US-UK tech pact, supported by Nvidia and OpenAI, is part of Silicon Valley drive to ‘lock in’ American AI with US allies

The “circus” of Donald Trump’s state visit this week might make the technology pact between the US and the UK “easy to miss”, said Politico. But it is “impossible to ignore” the “technology heavyweights” among the US president’s entourage – including OpenAI’s Sam Altman, Blackstone chief executive Stephen Schwarzman, and Nvidia CEO Jensen Huang.

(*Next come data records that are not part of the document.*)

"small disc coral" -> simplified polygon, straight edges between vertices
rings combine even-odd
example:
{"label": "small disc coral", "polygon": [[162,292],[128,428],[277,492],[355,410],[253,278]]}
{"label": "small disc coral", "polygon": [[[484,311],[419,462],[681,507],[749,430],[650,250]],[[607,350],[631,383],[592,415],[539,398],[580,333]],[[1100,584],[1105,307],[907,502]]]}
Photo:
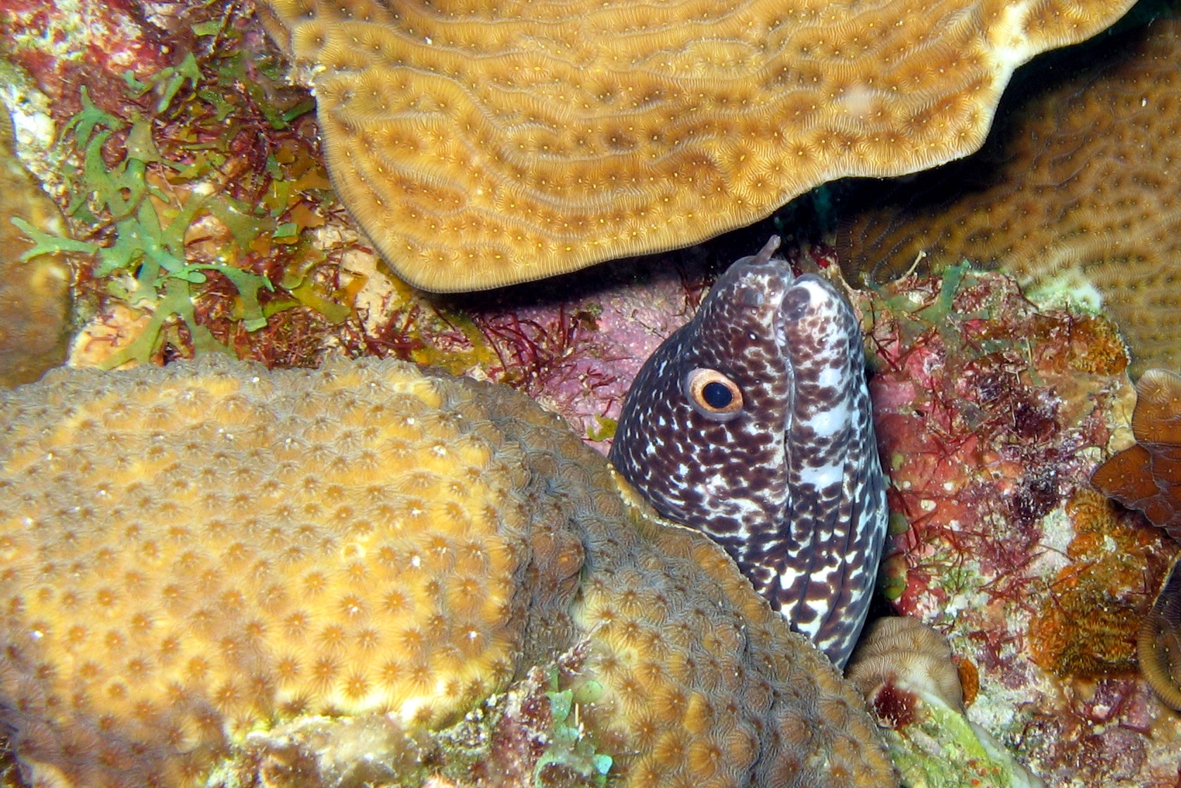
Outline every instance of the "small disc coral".
{"label": "small disc coral", "polygon": [[621,784],[892,782],[720,548],[505,388],[61,370],[0,393],[0,703],[34,781],[200,784],[317,716],[433,730],[582,644]]}

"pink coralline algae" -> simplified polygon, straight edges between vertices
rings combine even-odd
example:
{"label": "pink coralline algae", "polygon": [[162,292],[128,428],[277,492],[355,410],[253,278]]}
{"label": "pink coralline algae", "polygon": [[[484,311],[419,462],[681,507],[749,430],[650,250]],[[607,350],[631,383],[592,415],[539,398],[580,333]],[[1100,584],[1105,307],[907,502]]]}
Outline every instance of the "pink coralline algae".
{"label": "pink coralline algae", "polygon": [[948,636],[979,675],[968,717],[1046,784],[1174,786],[1181,728],[1135,642],[1175,548],[1088,484],[1130,395],[1114,325],[965,268],[857,302],[892,476],[887,595]]}

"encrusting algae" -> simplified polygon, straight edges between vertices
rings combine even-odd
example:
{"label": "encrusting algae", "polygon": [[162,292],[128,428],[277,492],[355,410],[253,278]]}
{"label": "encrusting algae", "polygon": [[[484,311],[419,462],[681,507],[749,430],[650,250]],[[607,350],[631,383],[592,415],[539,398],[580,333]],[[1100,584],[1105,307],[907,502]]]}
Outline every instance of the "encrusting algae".
{"label": "encrusting algae", "polygon": [[507,388],[211,357],[0,413],[0,703],[38,784],[241,777],[300,721],[435,731],[579,647],[562,689],[618,784],[893,784],[723,551]]}

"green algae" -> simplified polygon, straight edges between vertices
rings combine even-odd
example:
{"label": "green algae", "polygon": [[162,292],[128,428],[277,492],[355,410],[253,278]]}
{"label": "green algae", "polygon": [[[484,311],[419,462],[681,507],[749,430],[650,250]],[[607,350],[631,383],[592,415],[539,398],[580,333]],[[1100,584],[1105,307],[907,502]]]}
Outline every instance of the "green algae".
{"label": "green algae", "polygon": [[317,275],[327,255],[311,230],[334,197],[311,141],[292,128],[312,99],[280,96],[286,89],[255,76],[278,77],[280,61],[247,54],[233,14],[191,31],[193,50],[175,65],[128,71],[102,100],[81,86],[81,106],[47,155],[70,232],[18,222],[33,242],[25,259],[71,255],[84,313],[122,302],[150,315],[104,367],[150,360],[165,339],[193,353],[241,353],[242,334],[296,307],[328,324],[352,315]]}

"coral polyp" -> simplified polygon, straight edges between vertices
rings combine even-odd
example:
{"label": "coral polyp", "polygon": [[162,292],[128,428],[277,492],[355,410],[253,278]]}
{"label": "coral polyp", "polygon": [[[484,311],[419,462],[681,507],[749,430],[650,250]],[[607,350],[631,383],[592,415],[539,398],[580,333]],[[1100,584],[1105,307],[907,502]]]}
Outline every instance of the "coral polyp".
{"label": "coral polyp", "polygon": [[589,776],[892,784],[860,698],[722,549],[505,386],[63,370],[0,393],[0,702],[34,782],[246,779],[350,731],[402,762],[578,652],[549,701],[580,723],[549,735]]}

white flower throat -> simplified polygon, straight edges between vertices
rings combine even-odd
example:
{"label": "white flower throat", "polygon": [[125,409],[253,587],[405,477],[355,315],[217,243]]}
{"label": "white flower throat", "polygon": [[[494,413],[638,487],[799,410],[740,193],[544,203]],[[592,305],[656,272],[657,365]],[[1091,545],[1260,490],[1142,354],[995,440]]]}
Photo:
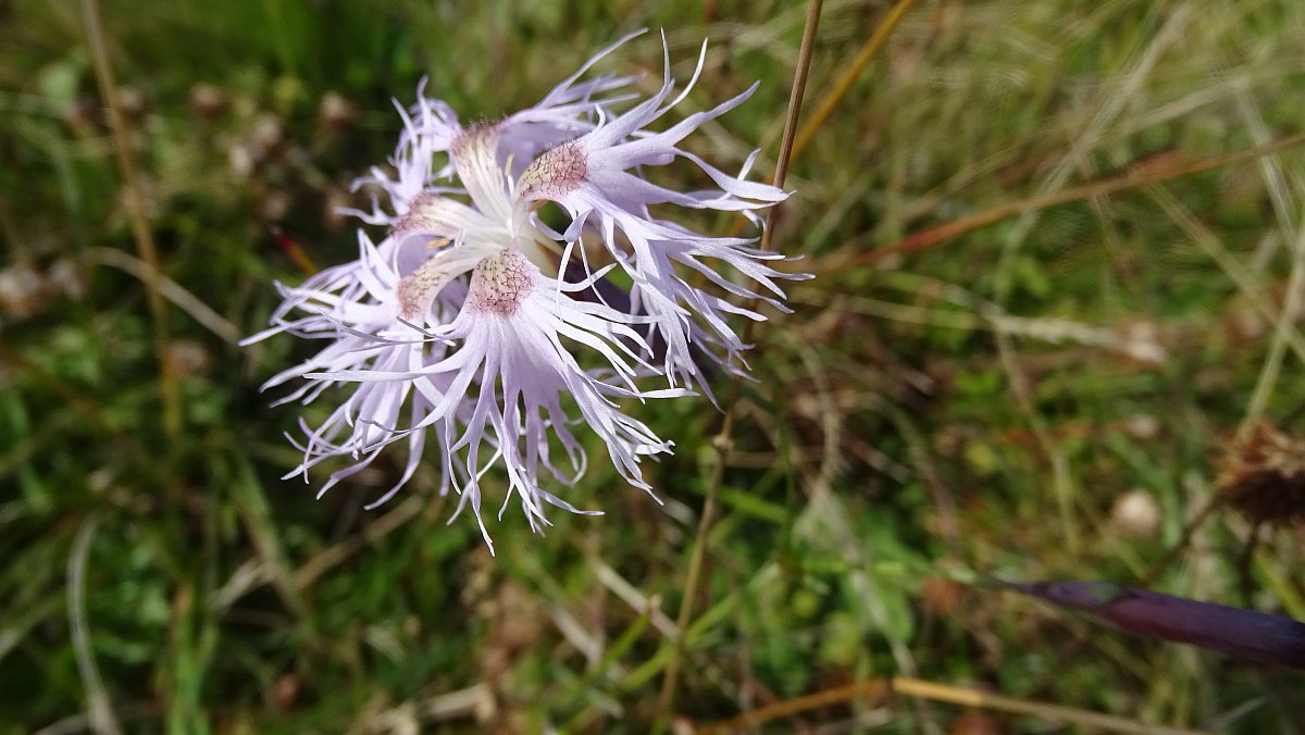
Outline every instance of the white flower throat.
{"label": "white flower throat", "polygon": [[[539,183],[531,166],[517,185],[495,155],[493,125],[471,128],[452,146],[458,175],[475,209],[438,195],[414,197],[407,214],[392,236],[424,240],[435,249],[428,260],[398,283],[399,315],[423,321],[440,291],[454,278],[471,272],[466,308],[512,316],[535,289],[540,270],[557,270],[549,251],[560,245],[530,217],[530,204],[517,192]],[[543,157],[542,157],[543,159]]]}

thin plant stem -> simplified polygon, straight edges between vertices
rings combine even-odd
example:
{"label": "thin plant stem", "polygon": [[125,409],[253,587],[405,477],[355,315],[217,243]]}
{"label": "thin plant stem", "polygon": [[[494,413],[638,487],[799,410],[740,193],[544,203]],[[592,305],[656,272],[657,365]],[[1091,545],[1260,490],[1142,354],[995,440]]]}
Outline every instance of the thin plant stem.
{"label": "thin plant stem", "polygon": [[99,94],[108,112],[110,131],[114,140],[114,155],[123,176],[123,195],[127,217],[132,225],[132,238],[136,252],[145,262],[147,272],[145,291],[150,304],[150,319],[154,321],[154,336],[159,354],[159,389],[163,398],[163,428],[170,437],[181,433],[181,399],[177,392],[176,369],[168,351],[167,309],[159,286],[159,256],[154,245],[154,232],[145,217],[145,197],[141,193],[140,172],[132,157],[127,140],[127,119],[117,99],[117,82],[114,80],[114,67],[108,57],[108,42],[104,38],[104,22],[99,13],[99,0],[82,0],[82,20],[86,23],[86,40],[90,46],[91,61],[95,65],[95,80]]}
{"label": "thin plant stem", "polygon": [[1169,179],[1177,179],[1180,176],[1188,176],[1191,174],[1199,174],[1202,171],[1210,171],[1212,168],[1220,168],[1223,166],[1231,166],[1233,163],[1241,163],[1244,161],[1254,161],[1257,158],[1263,158],[1265,155],[1272,155],[1275,153],[1296,148],[1305,144],[1305,136],[1291,136],[1267,145],[1248,148],[1245,150],[1238,150],[1236,153],[1228,153],[1224,155],[1215,155],[1212,158],[1202,158],[1199,161],[1188,161],[1182,163],[1176,163],[1163,167],[1148,167],[1137,171],[1129,171],[1122,176],[1113,179],[1105,179],[1100,181],[1092,181],[1090,184],[1083,184],[1079,187],[1070,187],[1058,192],[1052,192],[1049,195],[1035,196],[1031,198],[1013,201],[1002,205],[997,205],[992,209],[987,209],[977,214],[970,217],[963,217],[940,225],[937,227],[930,227],[923,232],[916,232],[908,238],[904,238],[891,245],[885,245],[882,248],[874,248],[868,251],[860,257],[860,262],[873,262],[882,257],[894,253],[907,253],[914,251],[921,251],[932,245],[937,245],[946,240],[959,238],[966,232],[979,230],[980,227],[987,227],[1023,214],[1026,211],[1034,211],[1039,209],[1047,209],[1051,206],[1057,206],[1061,204],[1067,204],[1081,198],[1091,198],[1099,196],[1113,195],[1117,192],[1134,189],[1143,187],[1146,184],[1154,184],[1156,181],[1165,181]]}
{"label": "thin plant stem", "polygon": [[[788,116],[784,120],[784,134],[779,145],[779,159],[775,163],[774,184],[779,188],[783,188],[784,180],[788,176],[788,161],[793,151],[797,116],[801,111],[803,95],[806,91],[806,76],[810,70],[812,54],[816,46],[816,27],[820,25],[820,12],[822,5],[822,0],[809,0],[806,4],[806,21],[803,27],[803,42],[797,51],[797,69],[793,74],[793,87],[788,97]],[[761,249],[763,251],[770,249],[770,239],[771,232],[774,231],[775,213],[778,209],[779,206],[776,205],[770,208],[766,213],[766,230],[761,236]],[[754,308],[756,299],[752,299],[749,311],[753,311]],[[744,343],[750,342],[752,325],[753,322],[749,321],[744,326]],[[726,402],[724,416],[720,422],[720,431],[711,443],[715,448],[715,456],[707,478],[707,497],[702,504],[702,516],[698,518],[698,531],[693,537],[693,551],[689,554],[689,569],[685,573],[684,597],[680,599],[680,614],[676,618],[676,631],[679,634],[675,640],[675,654],[671,657],[669,663],[667,663],[666,675],[662,679],[660,712],[666,719],[671,717],[672,709],[675,708],[676,684],[679,683],[680,665],[684,659],[685,633],[689,628],[689,620],[693,618],[693,598],[697,597],[698,577],[702,573],[702,557],[707,546],[707,534],[711,530],[711,522],[715,520],[716,495],[720,488],[720,482],[724,479],[724,467],[729,458],[729,437],[733,433],[735,406],[739,405],[740,396],[740,384],[739,381],[735,381],[731,389],[729,401]]]}
{"label": "thin plant stem", "polygon": [[821,99],[820,107],[816,108],[816,112],[812,112],[810,119],[806,120],[806,124],[803,125],[803,129],[797,133],[797,140],[793,142],[793,158],[797,158],[804,150],[806,150],[806,146],[810,145],[816,133],[825,125],[826,121],[829,121],[834,110],[838,108],[840,102],[843,102],[847,93],[852,90],[852,85],[856,84],[856,80],[861,76],[861,72],[865,70],[865,67],[869,67],[870,61],[878,56],[880,50],[882,50],[883,44],[887,43],[889,38],[891,38],[893,31],[902,23],[902,18],[906,17],[912,5],[915,5],[915,0],[899,0],[898,4],[889,10],[883,22],[874,29],[874,33],[870,34],[865,46],[863,46],[856,54],[856,59],[852,59],[852,63],[847,65],[843,74],[838,77],[837,82],[834,82],[834,89],[829,90],[825,99]]}
{"label": "thin plant stem", "polygon": [[740,714],[733,719],[703,725],[697,730],[697,732],[703,735],[737,732],[741,730],[756,728],[760,725],[780,717],[792,717],[817,708],[860,698],[881,701],[894,695],[904,695],[908,697],[968,708],[1007,712],[1011,714],[1026,714],[1053,722],[1065,722],[1079,727],[1105,730],[1109,732],[1135,732],[1138,735],[1195,735],[1201,732],[1199,730],[1184,730],[1178,727],[1165,727],[1161,725],[1148,725],[1125,717],[1067,708],[1062,705],[1004,697],[1001,695],[990,695],[988,692],[953,687],[938,681],[927,681],[924,679],[912,679],[908,676],[870,679],[856,684],[848,684],[846,687],[835,687],[823,692],[816,692],[814,695],[808,695],[796,700],[775,702],[773,705]]}
{"label": "thin plant stem", "polygon": [[95,538],[99,521],[94,517],[82,524],[73,548],[68,555],[68,628],[72,634],[73,654],[77,658],[77,671],[86,688],[89,726],[97,735],[120,735],[121,726],[114,714],[108,691],[95,666],[95,651],[90,641],[90,627],[86,624],[86,557],[90,543]]}
{"label": "thin plant stem", "polygon": [[[843,73],[838,77],[838,81],[834,82],[834,89],[831,89],[829,94],[826,94],[825,98],[821,99],[820,107],[810,116],[806,124],[797,131],[797,134],[792,141],[792,153],[788,155],[787,159],[784,158],[780,159],[780,164],[784,167],[786,174],[788,163],[796,159],[799,155],[801,155],[804,150],[806,150],[806,146],[810,145],[812,140],[816,138],[816,133],[820,132],[822,127],[825,127],[825,123],[829,121],[830,116],[834,114],[834,110],[837,110],[839,103],[843,102],[843,98],[847,97],[847,93],[852,90],[852,85],[856,84],[856,80],[861,76],[861,72],[865,70],[865,67],[869,67],[870,61],[873,61],[874,57],[878,56],[880,51],[883,48],[883,44],[893,35],[893,31],[897,30],[898,25],[902,23],[902,18],[906,17],[907,12],[911,9],[912,5],[915,5],[915,0],[898,0],[898,4],[894,5],[891,10],[889,10],[889,14],[887,17],[883,18],[883,22],[881,22],[874,29],[874,33],[870,34],[870,38],[867,39],[865,46],[863,46],[861,50],[856,52],[856,57],[852,59],[852,63],[848,64],[846,69],[843,69]],[[743,234],[744,227],[745,225],[740,219],[731,228],[729,235],[739,236],[740,234]]]}

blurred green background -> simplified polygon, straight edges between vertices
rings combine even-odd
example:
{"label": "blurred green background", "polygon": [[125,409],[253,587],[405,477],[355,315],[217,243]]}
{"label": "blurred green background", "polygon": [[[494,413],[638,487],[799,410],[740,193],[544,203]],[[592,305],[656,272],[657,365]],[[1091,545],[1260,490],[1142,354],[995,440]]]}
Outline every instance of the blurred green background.
{"label": "blurred green background", "polygon": [[[806,110],[890,7],[825,4]],[[874,253],[1298,134],[1296,0],[916,4],[793,163],[774,243],[817,279],[754,333],[758,383],[737,406],[671,712],[658,688],[720,423],[706,399],[632,407],[677,446],[649,467],[664,507],[599,449],[565,497],[607,514],[556,513],[540,538],[509,512],[489,524],[496,557],[470,518],[446,525],[437,467],[373,512],[393,461],[321,500],[278,479],[299,460],[282,433],[328,406],[270,409],[258,385],[313,346],[234,341],[265,324],[274,279],[304,277],[295,248],[355,257],[333,208],[359,205],[350,181],[392,151],[392,99],[428,76],[463,120],[496,117],[626,31],[664,27],[681,80],[711,39],[685,111],[761,81],[689,148],[728,170],[761,146],[769,176],[804,13],[103,0],[167,278],[174,432],[82,7],[0,1],[0,732],[641,732],[893,674],[1139,727],[1305,728],[1298,675],[959,584],[1146,580],[1305,618],[1300,527],[1248,554],[1251,529],[1216,510],[1184,542],[1223,443],[1305,402],[1305,155]],[[660,52],[647,34],[602,69],[647,70],[651,91]],[[760,730],[1074,728],[1058,722],[843,697]]]}

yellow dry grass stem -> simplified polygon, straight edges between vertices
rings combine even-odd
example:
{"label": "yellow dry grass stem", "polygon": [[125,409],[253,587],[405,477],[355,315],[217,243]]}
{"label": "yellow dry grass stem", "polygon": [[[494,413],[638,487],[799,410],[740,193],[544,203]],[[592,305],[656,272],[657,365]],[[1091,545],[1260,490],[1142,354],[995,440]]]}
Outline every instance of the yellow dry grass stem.
{"label": "yellow dry grass stem", "polygon": [[891,696],[917,697],[921,700],[946,702],[967,708],[989,709],[1010,714],[1027,714],[1031,717],[1065,722],[1082,727],[1100,728],[1108,732],[1129,732],[1135,735],[1197,735],[1203,732],[1201,730],[1147,725],[1126,717],[1116,717],[1112,714],[1101,714],[1061,705],[1034,702],[1015,697],[1004,697],[1001,695],[990,695],[977,689],[953,687],[950,684],[940,684],[937,681],[927,681],[924,679],[911,679],[908,676],[870,679],[868,681],[848,684],[846,687],[825,689],[823,692],[816,692],[814,695],[797,697],[796,700],[775,702],[773,705],[740,714],[732,719],[705,725],[699,727],[697,732],[703,735],[715,732],[736,732],[757,727],[758,725],[763,725],[782,717],[792,717],[795,714],[822,706],[844,704],[853,700],[880,701]]}

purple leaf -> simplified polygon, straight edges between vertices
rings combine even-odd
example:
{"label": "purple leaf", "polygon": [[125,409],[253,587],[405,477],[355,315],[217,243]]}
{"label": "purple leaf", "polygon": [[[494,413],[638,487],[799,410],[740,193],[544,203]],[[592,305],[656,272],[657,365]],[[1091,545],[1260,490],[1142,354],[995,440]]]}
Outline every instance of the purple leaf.
{"label": "purple leaf", "polygon": [[1124,631],[1236,658],[1305,668],[1305,623],[1111,582],[1001,582]]}

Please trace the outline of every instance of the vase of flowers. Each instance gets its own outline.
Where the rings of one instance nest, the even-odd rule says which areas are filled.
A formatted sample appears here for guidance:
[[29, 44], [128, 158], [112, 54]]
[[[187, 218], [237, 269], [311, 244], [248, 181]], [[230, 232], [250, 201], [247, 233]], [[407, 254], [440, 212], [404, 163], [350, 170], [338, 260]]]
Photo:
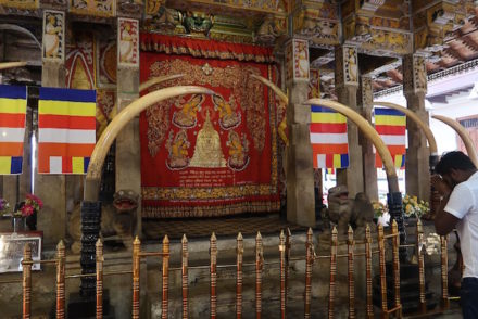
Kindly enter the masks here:
[[10, 204], [5, 199], [0, 197], [0, 216], [10, 213]]
[[422, 216], [430, 212], [430, 205], [428, 204], [428, 202], [425, 202], [423, 200], [418, 201], [417, 196], [405, 195], [403, 197], [402, 207], [405, 218], [420, 218]]
[[373, 201], [372, 206], [374, 207], [374, 220], [376, 220], [377, 225], [381, 225], [383, 227], [388, 226], [390, 222], [388, 206], [378, 201]]
[[25, 217], [29, 230], [37, 230], [37, 213], [43, 207], [43, 202], [34, 194], [28, 194], [20, 204], [20, 212]]

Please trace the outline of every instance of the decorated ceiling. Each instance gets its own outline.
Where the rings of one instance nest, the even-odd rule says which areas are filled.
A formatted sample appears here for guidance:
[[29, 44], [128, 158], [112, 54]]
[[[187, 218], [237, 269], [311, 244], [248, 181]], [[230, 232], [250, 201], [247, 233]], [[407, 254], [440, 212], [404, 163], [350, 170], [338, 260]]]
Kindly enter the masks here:
[[320, 76], [323, 97], [334, 98], [335, 46], [357, 47], [361, 74], [373, 77], [375, 92], [402, 84], [401, 58], [406, 54], [422, 54], [429, 76], [477, 59], [478, 4], [475, 3], [473, 0], [0, 0], [2, 21], [22, 26], [33, 35], [18, 36], [3, 28], [7, 36], [0, 42], [4, 46], [5, 40], [20, 49], [35, 47], [34, 37], [41, 41], [38, 28], [45, 9], [66, 11], [73, 29], [98, 24], [102, 27], [97, 33], [101, 33], [101, 29], [114, 29], [118, 16], [131, 17], [141, 21], [142, 31], [271, 46], [278, 59], [284, 54], [285, 41], [298, 37], [309, 41], [311, 66]]

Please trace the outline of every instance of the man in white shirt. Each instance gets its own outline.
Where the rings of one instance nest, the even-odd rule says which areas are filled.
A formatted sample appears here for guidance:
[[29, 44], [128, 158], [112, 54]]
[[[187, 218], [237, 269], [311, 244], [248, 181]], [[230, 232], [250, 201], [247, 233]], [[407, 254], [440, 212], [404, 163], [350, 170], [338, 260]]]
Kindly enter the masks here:
[[445, 235], [458, 231], [465, 270], [462, 279], [463, 317], [478, 318], [478, 173], [462, 152], [444, 154], [431, 184], [443, 196], [436, 213], [435, 228]]

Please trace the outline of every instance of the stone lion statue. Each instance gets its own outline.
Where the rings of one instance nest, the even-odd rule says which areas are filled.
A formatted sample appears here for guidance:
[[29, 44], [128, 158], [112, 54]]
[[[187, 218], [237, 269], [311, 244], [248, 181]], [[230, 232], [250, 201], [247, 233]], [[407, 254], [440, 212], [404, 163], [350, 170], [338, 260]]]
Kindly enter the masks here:
[[347, 186], [337, 186], [329, 190], [328, 208], [324, 209], [323, 220], [326, 230], [329, 222], [337, 225], [339, 234], [347, 234], [349, 225], [355, 233], [365, 233], [365, 226], [374, 219], [374, 207], [365, 193], [349, 199]]
[[[131, 190], [120, 190], [113, 195], [113, 202], [101, 207], [101, 237], [118, 237], [126, 247], [131, 245], [133, 230], [136, 226], [136, 208], [139, 196]], [[78, 203], [70, 216], [68, 234], [73, 240], [72, 252], [81, 250], [81, 208]]]

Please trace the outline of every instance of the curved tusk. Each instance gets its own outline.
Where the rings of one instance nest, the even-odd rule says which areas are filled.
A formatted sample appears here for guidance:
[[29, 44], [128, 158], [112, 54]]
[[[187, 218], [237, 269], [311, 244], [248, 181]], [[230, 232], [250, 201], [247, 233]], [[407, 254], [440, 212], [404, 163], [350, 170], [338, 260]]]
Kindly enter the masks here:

Trump and Keir Starmer have agreed a tech industry partnership, backed by Nvidia and OpenAI, which will see top US firms, including Microsoft, pledge to invest billions in the UK’s artificial intelligence infrastructure. David Hogan, vice president for enterprise at AI chip maker Nvidia, told reporters his company’s own £11 billion injection would help “make the UK an AI maker, not an AI taker”.
Starmer's government has hailed the pact as “tech prosperity deal”. But critics say it makes the UK ever more reliant on US tech firms. Britain risks being “a kind of vassal state, technologically”, picking up “sloppy seconds from Silicon Valley”, said Nick Clegg, Meta's former vice president of global affairs.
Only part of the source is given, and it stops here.